Updates from the World of a PhD Student: Finishing Up the Second Year

Hey everyone! I’ve been absent from posting as regularly as I used to, but I wanted to poke my head in and tell you all about how my PhD program is going. Hopefully it will be helpful for those of you considering a PhD yourselves!

I’ve posted a bit about my thought going into the PhD program on HLS (here and here), and at the end of last year I posted some of the things I learned from my PhD (and from the experience of moving to a new town) here. Another year has passed, and I’m currently in the midst of my last semester of coursework. It feels really strange to think that I’ll never be a student in a classroom setting again (save for the occasional seminar), but that I’ll still be a student doing my own independent work under the guidance of faculty. It’s a great transitionary period prior to going out into the workforce, though, and I’m really excited to have more time to devote to my independent projects (namely, my dissertation!)

For those of you who aren’t familiar with the timeline of a PhD program, it has a few more steps than a Master’s program does. Most people finish in 4-5 years, but some people take more or less time depending on their research topic, how much they work outside of school, etc. Students in our program typically come in with an MLS. The first thing we do is take our coursework, which is usually about two years. Then we prepare for and take prelims (comprehensive exam). For my program, the prelims include written statements you prepare, from which your committee pulls your questions. Then, you write your responses over the course of one week. After you pass prelims, you advance to candidacy, and start working on your prospectus (the first 2-3 chapters of the dissertation in most cases). You defend your prospectus, then write the rest of your dissertation, defend the dissertation, and do any revisions your committee asks for. If it all goes according to plan, you should end up with a PhD at the end of it!

In the past year, I have grown a *ton* as a scholar, above and beyond what I thought was possible for such a short period of time. I know I’m (just a bit!) biased about how awesome my program is, but I feel like in this environment I am learning and growing constantly. In the past year, for example, I’ve gone from having a research agenda and some projects to being able to more clearly define and articulate those on the fly, and to feel more confident when I talk about my work and my findings.
Our faculty are very engaged with the students, and we’re bringing in a lot of great speakers, so I’m able to learn from and talk to people with a variety of backgrounds. I’ve also taken courses that expose me to different theories and research methods, gone to conferences, worked on research collaborations, and chatted informally about my work with faculty and other students. All of this means that I’m incredibly fortunate because I’m being exposed to new ideas and cutting edge research, constantly being challenged, and getting the input of people I respect and admire. Even on weeks when I’m super busy or feel overwhelmed, I feel so incredibly fortunate, and I definitely feel like I made the right choice for my career.

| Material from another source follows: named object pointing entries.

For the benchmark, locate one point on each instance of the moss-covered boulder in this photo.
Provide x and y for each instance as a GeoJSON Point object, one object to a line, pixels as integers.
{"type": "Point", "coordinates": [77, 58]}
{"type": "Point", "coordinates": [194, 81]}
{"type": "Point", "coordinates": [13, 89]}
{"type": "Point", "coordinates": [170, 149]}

This year I’ve also learned more about the kind of instructor I want to be. We have faculty who engage in a variety of teaching styles at our school, and I’ve gotten to work with folks who simultaneously are approachable, challenge students, encourage critical thinking, and create very useful assignments. I’ve been lucky to have them as mentors, because I have a variety of examples I can pull from when I’m leading my own class in the future, and I also have someone supportive there to give me feedback when I lead all or part of a session for a class I am a Teaching Assistant for. The feedback I’ve heard from students has been positive, so that makes me feel good too!

The last big thing to happen this year is networking. For example, I went to ALISE this year (and won an award!) It was great fun, and I got to meet a lot of the people whose work I admire. I felt way more confident approaching people and talking about my work than I have in the past (I still get kind of nervous some times, but I think we all do). It sounds really silly, but one of my greatest realizations was that the big name folks in the field are still human, and are generally approachable and interested in learning about other people’s work (I know, it’s super obvious, but I can be a bit shy so this was really helpful for me).

So, any questions about the PhD?

2 replies

    • I do! I’m still a little ways off from starting it, but I’m planning on researching the Harlem Public Library and a librarian who worked there in the 1930s who did really innovative things with making it a community space. My research involves going through archival records and building a story about her work out of what I find, which makes it hard to say anything too specific right now, but I’m really looking forward to it and to seeing what her work can teach us about helping our patrons today!